How is Text annotation different from image annotation?
The application of humongous data sets available via ever-expanding text, digital images, videos, and deep learning models make it possible to train computers to interpret and understand the visual world in ways that are similar to how humans do. Deep learning and machine learning are changing the way we interact with technology because of the advancements in deep learning that allows machines to understand natural language with a high degree of accuracy.
Creating large data sets with the proper context; is where data annotation and labeling step in. The computer vision model’s accuracy is determined by the quality of these annotations and labeling, which are used beyond the classification of objects. The annotation process includes providing feedback to the machine learning algorithm that trains it so that the system can improve its prediction capabilities.
Broad understanding of why text annotation or image annotation is used.
Both text and image annotations are used to enrich the information on a given topic or data set. This allows for an interactive experience and provides the viewer with additional details.
With text and image annotations, one can discern important information such as the location of a specific landmark in a photograph, highlight key moments in a video or find the intent of a public release.
Technology can be used as a platform for the efficient processing of information in different ways, such as through text annotation or image annotation. When text annotation or image annotation is done on public data sets with AI/ML models, feedback also helps improve AI/ML models.

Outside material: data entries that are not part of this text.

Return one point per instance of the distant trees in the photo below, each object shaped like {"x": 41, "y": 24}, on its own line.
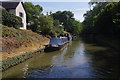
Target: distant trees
{"x": 11, "y": 20}
{"x": 33, "y": 11}
{"x": 54, "y": 24}
{"x": 103, "y": 19}
{"x": 67, "y": 19}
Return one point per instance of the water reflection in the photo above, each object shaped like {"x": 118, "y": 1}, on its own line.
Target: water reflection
{"x": 78, "y": 60}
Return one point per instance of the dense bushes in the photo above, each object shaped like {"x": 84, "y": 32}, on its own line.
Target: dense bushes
{"x": 11, "y": 20}
{"x": 18, "y": 59}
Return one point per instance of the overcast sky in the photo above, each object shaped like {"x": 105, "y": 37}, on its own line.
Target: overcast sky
{"x": 78, "y": 8}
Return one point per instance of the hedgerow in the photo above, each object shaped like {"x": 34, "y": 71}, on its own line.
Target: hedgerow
{"x": 11, "y": 20}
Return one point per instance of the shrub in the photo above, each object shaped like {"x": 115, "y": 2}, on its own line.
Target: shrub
{"x": 11, "y": 20}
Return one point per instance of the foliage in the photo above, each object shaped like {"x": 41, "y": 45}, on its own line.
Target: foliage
{"x": 33, "y": 11}
{"x": 66, "y": 19}
{"x": 11, "y": 20}
{"x": 46, "y": 24}
{"x": 103, "y": 19}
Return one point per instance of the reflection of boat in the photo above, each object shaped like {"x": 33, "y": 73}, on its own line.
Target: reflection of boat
{"x": 56, "y": 44}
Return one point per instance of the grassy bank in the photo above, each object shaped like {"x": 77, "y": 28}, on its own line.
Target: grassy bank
{"x": 19, "y": 45}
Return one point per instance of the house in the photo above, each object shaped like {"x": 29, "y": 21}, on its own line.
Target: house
{"x": 16, "y": 8}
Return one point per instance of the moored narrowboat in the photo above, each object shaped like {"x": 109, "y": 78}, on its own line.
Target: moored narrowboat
{"x": 56, "y": 44}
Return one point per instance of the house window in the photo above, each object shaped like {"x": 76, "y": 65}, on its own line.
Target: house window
{"x": 21, "y": 14}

In short, both text annotation and image annotation, along with video annotation, are a subset of data annotation and labelling and are used in improving the context, intent, and sentiment of information (which can be text, image or a video) with the help of AI/ML tools.
Text Annotation Explained
Text annotation is a process where text is annotated with tags or other metadata. An annotation might look like highlighting information, marking a text with symbols to represent ideas, or writing summaries at the end of a chapter or section for an easy review.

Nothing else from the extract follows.